The Data Act: what problems and consequences for the company

The Data Act lays a new foundation for data sharing in Europe. The proposed regulation sets out new obligations for companies. Numeum takes stock of the text’s impact for professionals.

The next regulation on the exchange and sharing of data is progressing rapidly. The European Commission recently presented a proposal for a regulation that lays the foundation for data sharing in Europe. Called the Data Act, the text not only covers B2B and B2C relationships, but also includes considerations regarding cloud portability or interoperability of tools.

Numeum therefore asks questions and informs professionals about the next obligations that may fall on them. And this both with a view to sharing data with players located outside the EU or to establish a connection to other existing regulatory provisions (GDPR, Gaia-X, Privacy Shield, AI Act, etc.).

Numeum intends to mobilize all its members. But also all the actors in the ecosystem with a view to clarifying the data act’s scope and definitions. The goal is thus to understand the extent of data exchange and to specify the rules for interoperability and portability. Finally, the organization intends to support its member companies in the operational implementation of the text.

The obligations are still poorly defined

According to the experts invited by Numeum, one of the main difficulties of the proposal is that it involves definitions and obligations that are not yet clearly defined.

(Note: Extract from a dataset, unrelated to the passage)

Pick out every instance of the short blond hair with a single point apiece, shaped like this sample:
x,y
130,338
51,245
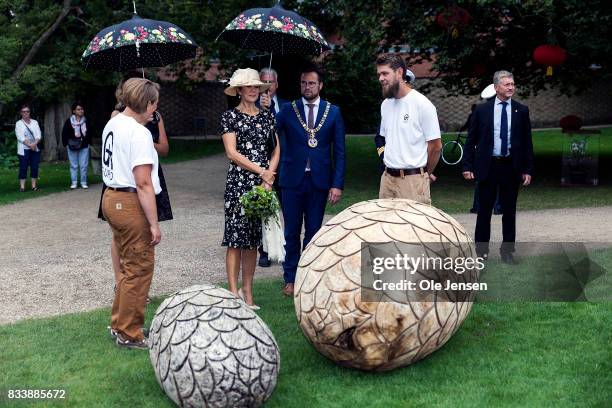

Jawaher Allala, Chairman of the Data & Cloud Commission and administrator of Numeum (Systnaps) explains: “ We operate in a context where the amount of data continues to grow. The Data Act addresses the legal, economic and technical conditions that lead to the underuse of data and prevent a better distribution of value. The idea is therefore to unlock the potential of data within the EU through responsible use. »

The manager adds: It is essential that the processes around data can remain fluid with a view to an ethical, respectful and sustainable economy. Some territories need to improve everyone’s daily life in a logic of common good. It is necessary for them to bring a mastery of the entire value chain and its complete logistics. »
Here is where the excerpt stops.